To our knowledge, this study is pioneering research in comparing dimensional models of personality and psychopathology. However, one of the limitations of the present study is that some of the PID-5 facets load onto more than one domain that we did not include in the analysis. That is, like the PDQ-4, there is a large amount of shared variance in PID-5 traits that can affect the present results. It may even be possible to better explain the variance of symptoms of PDs by PID-5 than TEMPS-A as a result of the covariance and the high overlap between some of these variables. Morey et al., (2022) recently showed that this could be accounted for in part by criterion A [57]. Although Hopwood et al., [53] also noted the ability of PID-5 to estimate criterion A, our aim in the present study was not to examine personality functions.

It would also be important to extend these findings to clinical samples. Given our findings of discriminant issues, future work should use measures that can better distinguish varieties of psychopathology from one another. This would include different instruments, as well as methods other than self-report questionnaires that might enhance discriminant validity. As mentioned above, this highlights the need for clinical interviews to be used by experienced clinicians and researchers.
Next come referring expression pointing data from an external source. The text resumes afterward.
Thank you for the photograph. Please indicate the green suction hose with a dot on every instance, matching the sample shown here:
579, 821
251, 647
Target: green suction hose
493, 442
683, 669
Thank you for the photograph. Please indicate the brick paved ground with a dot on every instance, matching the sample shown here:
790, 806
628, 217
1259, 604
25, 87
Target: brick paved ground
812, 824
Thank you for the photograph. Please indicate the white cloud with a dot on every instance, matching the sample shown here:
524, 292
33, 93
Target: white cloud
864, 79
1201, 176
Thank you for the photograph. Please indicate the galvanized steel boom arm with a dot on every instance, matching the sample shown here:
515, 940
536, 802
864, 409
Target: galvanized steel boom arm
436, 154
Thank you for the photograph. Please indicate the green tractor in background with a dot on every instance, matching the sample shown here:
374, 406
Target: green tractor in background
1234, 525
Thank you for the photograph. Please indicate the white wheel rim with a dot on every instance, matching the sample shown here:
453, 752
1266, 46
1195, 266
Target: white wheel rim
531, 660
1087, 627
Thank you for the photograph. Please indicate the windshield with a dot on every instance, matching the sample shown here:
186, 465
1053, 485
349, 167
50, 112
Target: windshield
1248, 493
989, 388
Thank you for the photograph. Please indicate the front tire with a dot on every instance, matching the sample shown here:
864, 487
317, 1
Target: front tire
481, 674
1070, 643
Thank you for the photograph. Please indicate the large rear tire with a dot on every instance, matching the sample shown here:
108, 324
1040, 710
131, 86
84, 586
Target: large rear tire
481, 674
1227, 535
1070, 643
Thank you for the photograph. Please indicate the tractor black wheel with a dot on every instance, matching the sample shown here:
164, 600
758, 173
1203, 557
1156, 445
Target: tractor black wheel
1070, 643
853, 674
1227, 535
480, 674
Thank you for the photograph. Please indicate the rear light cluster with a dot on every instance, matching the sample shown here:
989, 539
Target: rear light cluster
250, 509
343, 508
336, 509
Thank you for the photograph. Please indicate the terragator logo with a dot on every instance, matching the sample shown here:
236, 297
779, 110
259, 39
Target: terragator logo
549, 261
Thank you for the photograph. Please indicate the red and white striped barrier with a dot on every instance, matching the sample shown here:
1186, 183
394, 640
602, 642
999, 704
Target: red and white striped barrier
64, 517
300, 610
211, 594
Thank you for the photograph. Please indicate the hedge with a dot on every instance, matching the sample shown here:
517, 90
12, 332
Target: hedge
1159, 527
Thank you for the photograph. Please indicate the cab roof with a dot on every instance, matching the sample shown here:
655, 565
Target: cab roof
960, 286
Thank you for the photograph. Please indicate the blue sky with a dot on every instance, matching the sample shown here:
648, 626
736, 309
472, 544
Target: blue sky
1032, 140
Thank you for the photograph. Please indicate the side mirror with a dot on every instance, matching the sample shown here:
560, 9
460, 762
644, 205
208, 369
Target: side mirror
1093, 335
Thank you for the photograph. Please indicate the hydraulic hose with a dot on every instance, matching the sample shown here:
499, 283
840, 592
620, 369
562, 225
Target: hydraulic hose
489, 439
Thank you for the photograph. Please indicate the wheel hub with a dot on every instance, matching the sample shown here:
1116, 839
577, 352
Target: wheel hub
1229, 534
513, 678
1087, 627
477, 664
It should also not be overlooked that we have only measured the psychopathology traits and symptoms on the dimensional scale, not the established diagnosis of any PD or NPD. Response bias can occur in many areas of behavioral research that use self-reported data. Self-reported measures are biased due to demographic factors and may change over time [58]. Especially in assessing personality traits, it is likely that individuals have a general tendency toward positive responses, which in psychometrics refers to "constant error" [59]. Thus, we would not want to make diagnostic assumptions based solely on a few self-report inventories. In this case, it would be better to utilize clinical interviews and other research designs to further validate and expand upon the current findings. Although conducting face-to-face clinical interviews in large populations and extensive epidemiological studies is fraught with difficulties and complexities, using online formats to assess psychological symptoms and mental disorders can be helpful [60].
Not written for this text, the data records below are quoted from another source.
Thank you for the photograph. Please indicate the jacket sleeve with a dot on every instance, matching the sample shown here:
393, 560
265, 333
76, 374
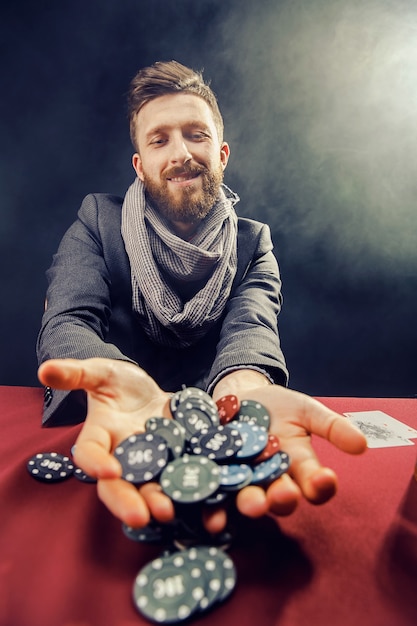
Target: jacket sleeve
76, 319
249, 335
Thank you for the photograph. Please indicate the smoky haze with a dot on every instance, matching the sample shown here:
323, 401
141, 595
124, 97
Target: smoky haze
327, 123
319, 100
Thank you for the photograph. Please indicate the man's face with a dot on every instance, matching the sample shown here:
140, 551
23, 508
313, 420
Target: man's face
180, 159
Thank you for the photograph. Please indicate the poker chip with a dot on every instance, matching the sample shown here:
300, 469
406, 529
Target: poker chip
227, 407
152, 533
272, 447
171, 431
236, 476
175, 587
218, 443
190, 478
254, 412
194, 416
167, 591
80, 475
255, 439
203, 456
142, 457
50, 467
271, 469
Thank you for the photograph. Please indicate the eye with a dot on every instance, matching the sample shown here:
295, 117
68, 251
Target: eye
199, 135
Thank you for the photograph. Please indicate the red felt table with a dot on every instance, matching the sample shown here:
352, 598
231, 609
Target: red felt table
64, 560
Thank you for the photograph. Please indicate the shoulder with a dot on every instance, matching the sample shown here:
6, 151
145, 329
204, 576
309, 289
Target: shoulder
101, 203
254, 234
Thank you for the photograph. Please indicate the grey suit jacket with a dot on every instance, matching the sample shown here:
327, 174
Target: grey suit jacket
89, 312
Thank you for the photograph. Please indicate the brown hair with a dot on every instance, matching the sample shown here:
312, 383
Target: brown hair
167, 77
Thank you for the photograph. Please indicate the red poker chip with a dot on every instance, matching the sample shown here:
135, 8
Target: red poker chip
272, 447
228, 407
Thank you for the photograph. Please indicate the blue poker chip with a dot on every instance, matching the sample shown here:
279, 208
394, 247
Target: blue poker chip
271, 469
255, 439
142, 457
50, 467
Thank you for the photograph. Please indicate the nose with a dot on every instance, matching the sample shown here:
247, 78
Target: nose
180, 152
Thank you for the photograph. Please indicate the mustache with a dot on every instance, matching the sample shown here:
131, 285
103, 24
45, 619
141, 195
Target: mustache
178, 170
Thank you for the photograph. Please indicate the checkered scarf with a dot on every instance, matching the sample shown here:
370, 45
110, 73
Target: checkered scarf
160, 260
Finer-grained analyses of the maladaptive facets of Criterion B, as well as the role of Criterion A for distinguishing NPDs from PDs would usefully build upon the current study. Using the framework of HiTOP, and forthcoming measurement tools from that project would also be a useful future direction for examining the structure of psychopathology in general, as well as potential differences between NPDs and PDs within that structure. However, future studies should also examine the ability of other models to account for psychopathology and distinguish PDs from NPDs, such as those proposed by Cloninger [26] or Lara et al., [61]. Although this may be slightly different from the current research literature based on integrated psychopathology, it is necessary to examine the alliance or possible rupture of PDs from general psychopathology more carefully. Finally, future work should examine the alliance and clinical distinction of the PD/NPD for prognosis, treatment planning, and other aspects of clinical practice.

Conclusions

The present findings highlighted the ability of both models measured using PID-5 and TEMPS-A in explaining the symptoms of personality and general psychopathology. However, these results also suggest some differentiation: the PID-5 was a more sensitive tool for assessing personality pathology while TEMPS-A was more useful for determining the severity of symptoms of other disorders. The different capabilities of these two models were indicated by exploratory factor analysis and hierarchical regression models. The results indicated a common root for TEMPS-A temperaments and the symptoms of NPDs versus PID-5 facets and the symptoms of PDs. In general, the findings support the different theoretical and practical structures of the two models measured using PID-5 and TEMPS-A. Future studies may examine the validation of the integrated model of PID-5 domains/facets and other temperamental models in explaining general psychopathology.